In her midthirties and newly free from a terrible relationship, Tabitha Lasley quit her job at a London magazine, packed her bags, and poured her savings into a six-month lease on an apartment in Aberdeen, Scotland. She decided to make good on a long-deferred idea for a book about oil rigs and the men who work on them. Why oil rigs? She wanted to see what men were like with no women around. In Aberdeen, Tabitha became deeply entrenched in the world of roughnecks, a teeming subculture rich with brawls, hard labor, competition, and the deepest friendships imaginable. The longer she stayed, the more she found her presence had a destabilizing effect on the men—and her.

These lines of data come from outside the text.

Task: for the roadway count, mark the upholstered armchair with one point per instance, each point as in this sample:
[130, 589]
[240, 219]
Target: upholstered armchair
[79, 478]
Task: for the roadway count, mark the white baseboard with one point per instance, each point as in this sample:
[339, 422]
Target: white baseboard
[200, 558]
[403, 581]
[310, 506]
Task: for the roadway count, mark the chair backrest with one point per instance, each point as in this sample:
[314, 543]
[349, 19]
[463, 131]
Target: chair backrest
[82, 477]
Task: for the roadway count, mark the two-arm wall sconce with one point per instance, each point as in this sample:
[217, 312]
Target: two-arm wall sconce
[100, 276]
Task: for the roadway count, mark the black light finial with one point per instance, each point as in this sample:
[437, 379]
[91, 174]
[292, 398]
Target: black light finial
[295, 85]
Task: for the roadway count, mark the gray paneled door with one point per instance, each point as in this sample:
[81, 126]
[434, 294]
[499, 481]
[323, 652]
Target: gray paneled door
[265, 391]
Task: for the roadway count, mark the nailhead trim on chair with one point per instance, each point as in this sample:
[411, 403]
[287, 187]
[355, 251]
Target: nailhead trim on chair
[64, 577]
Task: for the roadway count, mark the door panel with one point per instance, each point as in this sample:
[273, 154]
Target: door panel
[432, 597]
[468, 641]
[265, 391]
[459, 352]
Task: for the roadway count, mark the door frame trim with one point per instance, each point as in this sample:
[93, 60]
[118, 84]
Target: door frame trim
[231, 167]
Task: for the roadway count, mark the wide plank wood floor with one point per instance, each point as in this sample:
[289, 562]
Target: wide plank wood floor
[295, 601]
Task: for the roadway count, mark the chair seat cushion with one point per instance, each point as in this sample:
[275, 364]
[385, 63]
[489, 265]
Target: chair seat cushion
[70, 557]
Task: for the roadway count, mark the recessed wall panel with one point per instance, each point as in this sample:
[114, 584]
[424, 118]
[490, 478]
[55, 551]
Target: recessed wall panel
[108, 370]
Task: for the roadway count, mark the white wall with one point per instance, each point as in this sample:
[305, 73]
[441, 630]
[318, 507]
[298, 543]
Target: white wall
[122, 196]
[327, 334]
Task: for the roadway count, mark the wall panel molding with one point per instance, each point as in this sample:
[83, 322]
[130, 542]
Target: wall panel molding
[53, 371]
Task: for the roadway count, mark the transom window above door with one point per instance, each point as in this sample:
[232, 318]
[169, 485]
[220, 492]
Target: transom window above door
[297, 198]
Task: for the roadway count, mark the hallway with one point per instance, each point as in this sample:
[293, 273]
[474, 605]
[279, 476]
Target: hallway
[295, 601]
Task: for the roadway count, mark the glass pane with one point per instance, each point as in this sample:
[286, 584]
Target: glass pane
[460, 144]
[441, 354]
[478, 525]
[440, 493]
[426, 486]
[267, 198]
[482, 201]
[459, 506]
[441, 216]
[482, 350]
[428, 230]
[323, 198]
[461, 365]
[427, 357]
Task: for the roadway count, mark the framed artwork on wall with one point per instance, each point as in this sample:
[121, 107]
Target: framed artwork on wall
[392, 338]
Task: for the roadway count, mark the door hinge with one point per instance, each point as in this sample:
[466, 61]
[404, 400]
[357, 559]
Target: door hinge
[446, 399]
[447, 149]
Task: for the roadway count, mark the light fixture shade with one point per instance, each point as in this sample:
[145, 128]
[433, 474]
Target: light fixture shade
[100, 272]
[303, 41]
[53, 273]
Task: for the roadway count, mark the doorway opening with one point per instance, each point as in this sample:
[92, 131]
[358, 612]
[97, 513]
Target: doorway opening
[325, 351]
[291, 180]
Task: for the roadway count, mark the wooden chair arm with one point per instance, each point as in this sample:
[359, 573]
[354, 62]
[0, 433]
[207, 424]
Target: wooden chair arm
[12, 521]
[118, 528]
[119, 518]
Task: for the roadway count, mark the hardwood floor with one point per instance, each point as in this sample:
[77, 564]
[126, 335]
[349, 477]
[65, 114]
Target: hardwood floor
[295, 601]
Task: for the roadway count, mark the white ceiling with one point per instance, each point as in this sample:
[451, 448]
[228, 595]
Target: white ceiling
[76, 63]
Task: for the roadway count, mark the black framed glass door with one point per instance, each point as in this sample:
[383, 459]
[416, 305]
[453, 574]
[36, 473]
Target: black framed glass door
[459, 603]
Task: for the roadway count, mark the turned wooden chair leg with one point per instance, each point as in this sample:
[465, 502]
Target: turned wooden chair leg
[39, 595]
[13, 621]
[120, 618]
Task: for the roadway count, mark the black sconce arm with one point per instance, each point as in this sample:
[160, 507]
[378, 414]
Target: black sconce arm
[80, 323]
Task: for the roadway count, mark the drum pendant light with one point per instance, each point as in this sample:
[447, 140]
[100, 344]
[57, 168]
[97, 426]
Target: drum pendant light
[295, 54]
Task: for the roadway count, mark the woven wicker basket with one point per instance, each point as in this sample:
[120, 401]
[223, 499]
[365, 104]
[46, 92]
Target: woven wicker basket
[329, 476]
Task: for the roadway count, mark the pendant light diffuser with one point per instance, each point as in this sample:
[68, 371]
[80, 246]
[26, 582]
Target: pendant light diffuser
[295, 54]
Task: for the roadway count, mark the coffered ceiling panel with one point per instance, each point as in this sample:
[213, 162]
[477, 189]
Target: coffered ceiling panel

Sea State is...a mixture of journalism, chronicling the sociological, financial and more immediately physical issues faced by the men...as well as the effect this work has on their wives, families and the wider society ... It’s also a highly personal account of living on the fringes of one’s own life, in what could be described as a prolonged moment of crisis (while also being, regularly, laugh-out-loud-funny) ... What sets Lasley apart as a genuinely exceptional writer is her ability to first spot, and then effectively relay, the small yet defining details of a person, scene or experience ... Her eye for usually imperceptible minutiae is especially sharp when it comes to the physical and linguistic cues that pass between the sexes, along with the inexorable conditions of their interrelations ... Sea State is contemporary writing at its finest, without any hint of effort, egoism or pretentiousness on Lasley’s part. She is an astoundingly good writer, and this is an astoundingly good book.
... a peculiar and entrancing blend of memoir and reportage ... Smart about sexual desire and the ease of analyzing — but the difficulty of escaping — familiar gender roles, Sea State offers a close up view of the white, working-class resentments that helped fuel both Brexit and the Trump presidency. As a journalist, Lasley commits the cardinal sin of getting involved with one of her subjects; but as memoirist, her transgression saves Sea State from the tone of faintly anthropological distance that books about the working class often have ... As it turns out, Sea State. has more than enough calming introspection and roiling antagonisms to make it well worth the ride.
If many autofictionists are interior writers with all the lights on, mansions of subjective quirks, Lasley is the whole street, with a much more connected sense of other people. She takes for granted an unapologetic tone we used only to associate with male writers ... The men, too, are deracinated, and Sea State reveals something of the inner lives of these lost beings. It’s strange to find such a mixture, and it’s devastatingly effective in this slow-paced, issue-facing memoir ... How far would you go for a story? How far would you go to be a story? Lasley throws herself into her task with the kind of energy that rises from mania like steam. I never stopped admiring her, and the sentences just get better, but what the fuck? ... She has the skill, a Joan Didion kind of skill, of inflecting non-fiction material subjectively, a habit of assessing situations via her nervous system ... (I almost wrote ‘novel’, because Sea State has all the presentness of fiction, as well as the exactitude of the non-fiction novel and the gleam of confession) ... You can feel you have traveled full circle by the end of this book, a journey that locks you into a world and makes you feel its weight. No matter how true the story happens to be, Lansley is a ghost of her own experience, haunting the rooms in her mind where it did and didn’t happen. She conjures an industry and a place, but much more than that, she shows us the men themselves, and their relation to her, a mysterious tale of love and fear. The single thing we can know for sure, as she leaves the city, is that there must be a book, and only she can write it.